Marketers use PlaceIQ’s software to slice up data by factors like DMA, category of business and date. For example, a marketer could home in on Florida to compare how busy Chick-fil-A and Buffalo Wild Wings restaurants are during spring break. More specifically, a stat called share of visit divides the total number of store visits by the number of locations to look at relative busyness at a store-specific level.
In another example, McCall compared Walmart and Costco’s holiday traffic. Overall, Walmart has more traffic because the brand has more stores, but Costco has a higher share of visits, particularly in the days leading up to big holidays like Thanksgiving or Black Friday when the chain is closed while Walmart remains open. “This allows you to see a very different strategy for Black Friday,” McCall explained. “Walmart wins on Black Friday for busyness but it actually loses a few days before Black Friday—Costco drives everyone into their stores a few days before.”
PlaceIQ is targeting agencies, analytics and data teams at brands and consultancies with LandMark. For media agencies, mobile data helps to plan traditional media. The firm has a deal with comScore that matches up location stats with census data collected from set tops to find people who watch a TV station and then come into a store, for example.
“Agencies are trying to understand, ‘how do I better plan media—do I plan analytics before I plan creative?’” McCall said. “They can query this system and see, ‘I’m winning against these brands and I’m losing against these brands here. Let’s construct a media campaign to heavy up on TV to hit these types of people.’”
Robert Lamberson, director of analytics at Ansible added, “LandMark allows us to understand potential customer segments in unique ways, such as ongoing visitation frequency to one brand against another, average distance traveled by customers to brands and visitation trends down to specific DMAs. These unique insights allow us to inform strategy for our clients on both a national and local level.”
When asked how much of PlaceIQ’s business is based on the more basic tactic of plugging location data into mobile ads, McCall said, “That’s a small part of our business—that’s become a simplistic, blunt instrument but the bigger piece in there is behavioral targeting.”
PlaceIQ faces tough competition in data and analytics as more location-minded firms move in on the space.

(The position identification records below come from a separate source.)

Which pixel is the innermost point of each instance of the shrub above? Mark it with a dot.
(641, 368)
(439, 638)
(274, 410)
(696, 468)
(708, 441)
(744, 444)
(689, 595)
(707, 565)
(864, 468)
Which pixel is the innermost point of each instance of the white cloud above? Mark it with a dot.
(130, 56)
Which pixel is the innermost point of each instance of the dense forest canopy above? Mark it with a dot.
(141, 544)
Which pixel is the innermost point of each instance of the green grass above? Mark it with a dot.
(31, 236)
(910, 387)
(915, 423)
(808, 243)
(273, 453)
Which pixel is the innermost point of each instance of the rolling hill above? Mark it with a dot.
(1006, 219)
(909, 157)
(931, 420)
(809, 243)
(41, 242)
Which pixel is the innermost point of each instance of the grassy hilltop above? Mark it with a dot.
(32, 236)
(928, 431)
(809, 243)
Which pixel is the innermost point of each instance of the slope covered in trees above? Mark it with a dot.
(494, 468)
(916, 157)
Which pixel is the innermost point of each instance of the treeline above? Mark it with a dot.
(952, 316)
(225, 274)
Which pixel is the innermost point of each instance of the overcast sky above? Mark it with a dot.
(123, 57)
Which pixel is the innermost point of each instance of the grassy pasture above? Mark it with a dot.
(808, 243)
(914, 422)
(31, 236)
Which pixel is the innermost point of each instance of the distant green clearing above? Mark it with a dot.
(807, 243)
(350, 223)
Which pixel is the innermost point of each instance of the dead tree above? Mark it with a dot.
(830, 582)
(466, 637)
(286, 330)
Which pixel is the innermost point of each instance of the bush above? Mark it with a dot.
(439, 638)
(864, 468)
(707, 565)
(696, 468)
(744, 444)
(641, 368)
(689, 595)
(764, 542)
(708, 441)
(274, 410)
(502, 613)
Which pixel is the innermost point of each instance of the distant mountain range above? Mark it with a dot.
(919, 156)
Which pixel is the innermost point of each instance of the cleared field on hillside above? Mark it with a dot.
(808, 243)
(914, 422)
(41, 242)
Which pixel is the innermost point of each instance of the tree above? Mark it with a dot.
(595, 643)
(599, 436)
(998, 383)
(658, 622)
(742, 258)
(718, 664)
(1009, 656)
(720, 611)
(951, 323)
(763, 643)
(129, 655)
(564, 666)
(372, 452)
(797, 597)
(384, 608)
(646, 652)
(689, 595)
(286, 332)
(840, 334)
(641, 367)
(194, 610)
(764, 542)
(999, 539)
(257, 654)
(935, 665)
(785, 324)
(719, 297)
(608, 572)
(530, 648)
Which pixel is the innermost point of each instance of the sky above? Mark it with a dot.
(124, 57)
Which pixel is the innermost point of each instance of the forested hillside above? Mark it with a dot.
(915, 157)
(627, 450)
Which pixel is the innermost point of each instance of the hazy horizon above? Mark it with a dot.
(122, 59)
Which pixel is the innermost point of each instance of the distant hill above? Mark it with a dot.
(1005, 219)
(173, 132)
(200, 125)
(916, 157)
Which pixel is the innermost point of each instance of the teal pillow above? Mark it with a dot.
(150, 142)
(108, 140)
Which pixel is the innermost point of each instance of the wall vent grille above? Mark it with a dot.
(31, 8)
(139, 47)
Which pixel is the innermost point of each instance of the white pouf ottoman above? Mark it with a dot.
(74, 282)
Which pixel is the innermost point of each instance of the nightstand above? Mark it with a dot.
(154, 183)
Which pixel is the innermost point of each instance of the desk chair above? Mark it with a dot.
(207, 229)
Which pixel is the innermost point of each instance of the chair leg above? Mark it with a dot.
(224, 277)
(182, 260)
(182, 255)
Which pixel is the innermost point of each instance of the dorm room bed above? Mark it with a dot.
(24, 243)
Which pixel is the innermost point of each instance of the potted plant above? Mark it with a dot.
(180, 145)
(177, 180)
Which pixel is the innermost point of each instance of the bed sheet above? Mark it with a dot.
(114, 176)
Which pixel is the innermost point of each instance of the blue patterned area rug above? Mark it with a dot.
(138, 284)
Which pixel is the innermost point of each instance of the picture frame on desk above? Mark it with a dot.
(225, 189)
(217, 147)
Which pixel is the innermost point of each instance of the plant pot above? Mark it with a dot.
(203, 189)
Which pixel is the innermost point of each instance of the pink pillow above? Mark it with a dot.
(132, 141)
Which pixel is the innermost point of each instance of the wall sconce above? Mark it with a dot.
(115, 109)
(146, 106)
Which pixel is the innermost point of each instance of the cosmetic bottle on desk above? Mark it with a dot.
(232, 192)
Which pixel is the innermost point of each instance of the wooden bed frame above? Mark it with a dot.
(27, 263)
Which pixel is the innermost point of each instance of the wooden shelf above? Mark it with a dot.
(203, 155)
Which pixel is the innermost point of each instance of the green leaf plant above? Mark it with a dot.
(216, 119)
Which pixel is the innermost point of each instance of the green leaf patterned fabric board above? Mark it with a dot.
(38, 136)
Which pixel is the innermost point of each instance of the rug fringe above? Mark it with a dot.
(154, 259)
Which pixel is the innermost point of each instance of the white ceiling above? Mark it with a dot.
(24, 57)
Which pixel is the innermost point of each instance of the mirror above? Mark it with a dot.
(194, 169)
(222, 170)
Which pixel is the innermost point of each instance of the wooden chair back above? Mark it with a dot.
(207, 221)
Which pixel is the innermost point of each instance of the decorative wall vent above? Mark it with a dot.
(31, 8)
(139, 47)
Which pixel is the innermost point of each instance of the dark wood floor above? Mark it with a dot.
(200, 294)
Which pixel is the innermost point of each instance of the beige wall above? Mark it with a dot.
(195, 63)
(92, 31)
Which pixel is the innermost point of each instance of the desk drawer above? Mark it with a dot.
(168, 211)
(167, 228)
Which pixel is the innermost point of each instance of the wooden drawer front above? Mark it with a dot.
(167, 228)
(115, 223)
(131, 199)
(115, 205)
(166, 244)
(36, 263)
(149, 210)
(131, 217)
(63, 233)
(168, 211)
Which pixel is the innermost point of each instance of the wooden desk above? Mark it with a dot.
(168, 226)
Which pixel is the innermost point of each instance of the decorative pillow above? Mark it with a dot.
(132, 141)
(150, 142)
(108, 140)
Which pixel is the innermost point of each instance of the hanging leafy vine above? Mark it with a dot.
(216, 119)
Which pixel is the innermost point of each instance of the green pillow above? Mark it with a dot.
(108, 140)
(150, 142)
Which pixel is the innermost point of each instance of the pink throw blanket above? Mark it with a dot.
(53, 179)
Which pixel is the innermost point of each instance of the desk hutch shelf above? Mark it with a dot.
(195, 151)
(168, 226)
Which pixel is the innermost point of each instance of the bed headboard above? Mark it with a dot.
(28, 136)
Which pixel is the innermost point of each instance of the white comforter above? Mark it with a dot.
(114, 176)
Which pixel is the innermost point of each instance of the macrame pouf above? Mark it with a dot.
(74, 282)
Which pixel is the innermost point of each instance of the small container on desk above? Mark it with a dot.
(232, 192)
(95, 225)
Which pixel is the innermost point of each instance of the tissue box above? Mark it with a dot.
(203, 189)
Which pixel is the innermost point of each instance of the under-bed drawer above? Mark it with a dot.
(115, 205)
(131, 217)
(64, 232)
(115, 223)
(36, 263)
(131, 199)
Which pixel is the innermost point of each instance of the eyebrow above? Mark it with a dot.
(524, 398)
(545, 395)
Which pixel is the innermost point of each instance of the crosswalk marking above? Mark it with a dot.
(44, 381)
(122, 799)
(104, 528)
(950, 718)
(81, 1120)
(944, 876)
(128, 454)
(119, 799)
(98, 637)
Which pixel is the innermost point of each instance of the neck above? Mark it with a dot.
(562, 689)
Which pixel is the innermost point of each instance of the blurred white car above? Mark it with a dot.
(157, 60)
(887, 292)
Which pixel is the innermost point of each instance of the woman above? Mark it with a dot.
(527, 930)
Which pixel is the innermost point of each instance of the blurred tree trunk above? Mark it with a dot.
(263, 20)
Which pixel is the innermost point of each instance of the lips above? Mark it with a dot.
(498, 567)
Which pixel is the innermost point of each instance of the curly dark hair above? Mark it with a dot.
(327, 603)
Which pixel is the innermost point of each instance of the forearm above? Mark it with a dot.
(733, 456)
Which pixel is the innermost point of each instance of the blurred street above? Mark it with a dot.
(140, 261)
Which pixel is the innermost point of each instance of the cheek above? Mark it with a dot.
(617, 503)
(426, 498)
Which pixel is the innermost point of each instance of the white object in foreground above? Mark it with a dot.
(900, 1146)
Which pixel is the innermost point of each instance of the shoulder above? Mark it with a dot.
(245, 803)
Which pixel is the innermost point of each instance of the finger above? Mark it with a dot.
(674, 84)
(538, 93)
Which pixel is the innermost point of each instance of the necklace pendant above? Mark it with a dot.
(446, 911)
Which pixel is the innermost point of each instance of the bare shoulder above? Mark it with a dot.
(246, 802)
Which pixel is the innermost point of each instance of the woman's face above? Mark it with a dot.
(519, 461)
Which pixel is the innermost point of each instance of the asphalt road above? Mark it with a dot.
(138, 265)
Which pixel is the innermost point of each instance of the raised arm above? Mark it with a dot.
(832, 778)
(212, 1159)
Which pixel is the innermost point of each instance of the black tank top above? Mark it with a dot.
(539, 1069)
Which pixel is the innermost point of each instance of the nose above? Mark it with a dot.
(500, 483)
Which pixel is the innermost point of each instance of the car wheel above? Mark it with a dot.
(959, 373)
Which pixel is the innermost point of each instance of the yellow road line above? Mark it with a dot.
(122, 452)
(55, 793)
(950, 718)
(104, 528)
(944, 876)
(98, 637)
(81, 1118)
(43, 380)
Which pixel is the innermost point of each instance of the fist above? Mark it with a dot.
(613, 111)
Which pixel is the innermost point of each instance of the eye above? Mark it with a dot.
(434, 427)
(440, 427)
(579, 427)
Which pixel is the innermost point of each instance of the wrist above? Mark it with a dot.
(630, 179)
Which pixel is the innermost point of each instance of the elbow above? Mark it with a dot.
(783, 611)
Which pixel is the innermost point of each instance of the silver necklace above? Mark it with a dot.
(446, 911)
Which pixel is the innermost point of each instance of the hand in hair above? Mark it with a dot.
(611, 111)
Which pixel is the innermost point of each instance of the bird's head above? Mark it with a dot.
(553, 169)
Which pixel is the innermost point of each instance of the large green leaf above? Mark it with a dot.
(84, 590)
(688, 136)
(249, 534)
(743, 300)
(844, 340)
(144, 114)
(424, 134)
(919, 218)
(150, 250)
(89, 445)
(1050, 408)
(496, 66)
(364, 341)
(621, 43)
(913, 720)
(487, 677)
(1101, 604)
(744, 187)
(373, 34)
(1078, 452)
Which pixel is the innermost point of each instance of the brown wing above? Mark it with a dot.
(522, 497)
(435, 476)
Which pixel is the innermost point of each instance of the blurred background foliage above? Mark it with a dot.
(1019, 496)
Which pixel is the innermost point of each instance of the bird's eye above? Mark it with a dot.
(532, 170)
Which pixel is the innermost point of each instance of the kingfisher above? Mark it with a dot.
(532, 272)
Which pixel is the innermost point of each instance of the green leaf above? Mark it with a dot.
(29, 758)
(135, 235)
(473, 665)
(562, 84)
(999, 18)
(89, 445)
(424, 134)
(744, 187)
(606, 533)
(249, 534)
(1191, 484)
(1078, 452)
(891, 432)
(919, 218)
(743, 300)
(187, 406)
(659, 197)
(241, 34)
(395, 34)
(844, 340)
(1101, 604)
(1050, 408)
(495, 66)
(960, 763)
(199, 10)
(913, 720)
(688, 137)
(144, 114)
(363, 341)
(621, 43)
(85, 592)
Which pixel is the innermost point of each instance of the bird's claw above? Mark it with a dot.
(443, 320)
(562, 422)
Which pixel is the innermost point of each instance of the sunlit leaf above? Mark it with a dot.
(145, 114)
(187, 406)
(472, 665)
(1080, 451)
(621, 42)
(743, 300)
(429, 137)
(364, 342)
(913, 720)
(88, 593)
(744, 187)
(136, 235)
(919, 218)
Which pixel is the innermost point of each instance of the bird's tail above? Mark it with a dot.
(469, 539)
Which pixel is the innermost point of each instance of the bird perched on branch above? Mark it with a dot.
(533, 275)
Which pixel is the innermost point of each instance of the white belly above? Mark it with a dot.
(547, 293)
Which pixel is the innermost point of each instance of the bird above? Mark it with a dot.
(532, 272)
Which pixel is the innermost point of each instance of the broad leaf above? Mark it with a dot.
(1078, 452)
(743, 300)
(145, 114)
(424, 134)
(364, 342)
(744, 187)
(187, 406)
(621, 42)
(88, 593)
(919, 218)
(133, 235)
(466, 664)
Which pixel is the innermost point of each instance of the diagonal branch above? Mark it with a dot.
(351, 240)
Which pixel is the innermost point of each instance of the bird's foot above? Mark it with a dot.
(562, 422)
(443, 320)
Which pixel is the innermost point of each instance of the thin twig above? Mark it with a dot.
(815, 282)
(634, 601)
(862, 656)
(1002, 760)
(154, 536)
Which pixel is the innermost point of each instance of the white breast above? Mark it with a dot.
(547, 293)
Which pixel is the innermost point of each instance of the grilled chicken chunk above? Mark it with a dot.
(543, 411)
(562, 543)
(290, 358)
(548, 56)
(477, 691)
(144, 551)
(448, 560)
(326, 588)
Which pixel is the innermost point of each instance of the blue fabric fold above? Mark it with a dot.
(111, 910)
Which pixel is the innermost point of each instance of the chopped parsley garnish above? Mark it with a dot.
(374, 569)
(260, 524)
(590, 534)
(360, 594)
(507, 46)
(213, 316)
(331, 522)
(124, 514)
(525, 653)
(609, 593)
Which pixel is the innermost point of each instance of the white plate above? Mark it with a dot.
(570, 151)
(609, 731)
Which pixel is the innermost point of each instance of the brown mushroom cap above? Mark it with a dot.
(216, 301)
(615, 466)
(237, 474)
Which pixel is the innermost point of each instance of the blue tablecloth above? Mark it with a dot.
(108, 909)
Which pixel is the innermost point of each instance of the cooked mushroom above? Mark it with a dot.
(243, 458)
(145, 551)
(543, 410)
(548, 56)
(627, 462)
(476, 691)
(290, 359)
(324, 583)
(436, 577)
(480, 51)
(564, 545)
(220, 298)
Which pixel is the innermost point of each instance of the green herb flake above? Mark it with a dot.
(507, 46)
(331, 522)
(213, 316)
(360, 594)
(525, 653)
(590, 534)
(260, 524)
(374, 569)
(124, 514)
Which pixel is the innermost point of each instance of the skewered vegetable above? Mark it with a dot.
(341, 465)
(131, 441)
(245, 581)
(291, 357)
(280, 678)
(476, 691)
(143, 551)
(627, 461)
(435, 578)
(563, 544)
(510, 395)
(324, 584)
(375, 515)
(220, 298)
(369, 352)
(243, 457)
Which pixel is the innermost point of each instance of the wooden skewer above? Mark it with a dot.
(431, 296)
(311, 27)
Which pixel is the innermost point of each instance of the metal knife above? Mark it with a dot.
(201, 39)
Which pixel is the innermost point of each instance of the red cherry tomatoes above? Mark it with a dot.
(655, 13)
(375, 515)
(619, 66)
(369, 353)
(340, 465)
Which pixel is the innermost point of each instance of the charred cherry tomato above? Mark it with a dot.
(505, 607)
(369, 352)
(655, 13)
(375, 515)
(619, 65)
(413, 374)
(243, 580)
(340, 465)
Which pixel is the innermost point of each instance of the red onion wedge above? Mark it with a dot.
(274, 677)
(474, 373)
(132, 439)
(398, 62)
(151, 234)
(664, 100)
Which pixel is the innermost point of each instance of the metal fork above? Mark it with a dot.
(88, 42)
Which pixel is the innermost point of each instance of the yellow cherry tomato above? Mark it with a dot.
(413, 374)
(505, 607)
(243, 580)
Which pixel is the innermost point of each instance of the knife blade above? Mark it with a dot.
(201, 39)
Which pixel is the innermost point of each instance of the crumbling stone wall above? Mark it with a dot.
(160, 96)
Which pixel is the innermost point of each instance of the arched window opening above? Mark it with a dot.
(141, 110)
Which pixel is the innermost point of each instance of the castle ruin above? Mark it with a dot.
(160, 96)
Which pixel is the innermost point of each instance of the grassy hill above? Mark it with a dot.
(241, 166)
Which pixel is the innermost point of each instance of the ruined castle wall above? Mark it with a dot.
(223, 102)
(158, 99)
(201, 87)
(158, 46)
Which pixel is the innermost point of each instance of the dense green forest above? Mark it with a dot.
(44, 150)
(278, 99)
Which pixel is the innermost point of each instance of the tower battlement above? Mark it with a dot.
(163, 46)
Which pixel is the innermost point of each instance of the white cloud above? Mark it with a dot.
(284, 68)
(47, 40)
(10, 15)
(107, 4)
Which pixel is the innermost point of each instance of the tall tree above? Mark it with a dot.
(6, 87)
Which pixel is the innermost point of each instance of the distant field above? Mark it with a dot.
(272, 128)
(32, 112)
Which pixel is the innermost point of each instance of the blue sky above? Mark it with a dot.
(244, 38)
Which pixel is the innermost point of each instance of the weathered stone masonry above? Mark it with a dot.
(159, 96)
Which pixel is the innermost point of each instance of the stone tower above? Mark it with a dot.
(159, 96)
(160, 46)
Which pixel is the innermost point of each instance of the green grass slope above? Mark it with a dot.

In March, Foursquare launched a data dashboard and xAd has also recently played up the real-world potential of smartphone-collected stats.
Still, McCall is seemingly confident in his pitch, partly because he believes he’s following a stream of new money that brands are willing to pony up for location-based stats. After years of traditionally outsourcing data and analytics, brands are now staffing up internal teams with data and analytics experts tasked with larger goals of overhauling companies to be more digital and competitive.
“When you [used to] talk to people about foot-traffic analytics, they would say, ‘I have no budget to pay for this. Let me activate advertising and you give me the analytics on the back of advertising,’” McCall said. “It used to be that analytics and research were completely disjointed from advertising. In today’s world, you have that joint. People are spending money on the data and the analytics, but it’s really informing a much greater [type of] intelligent marketing.”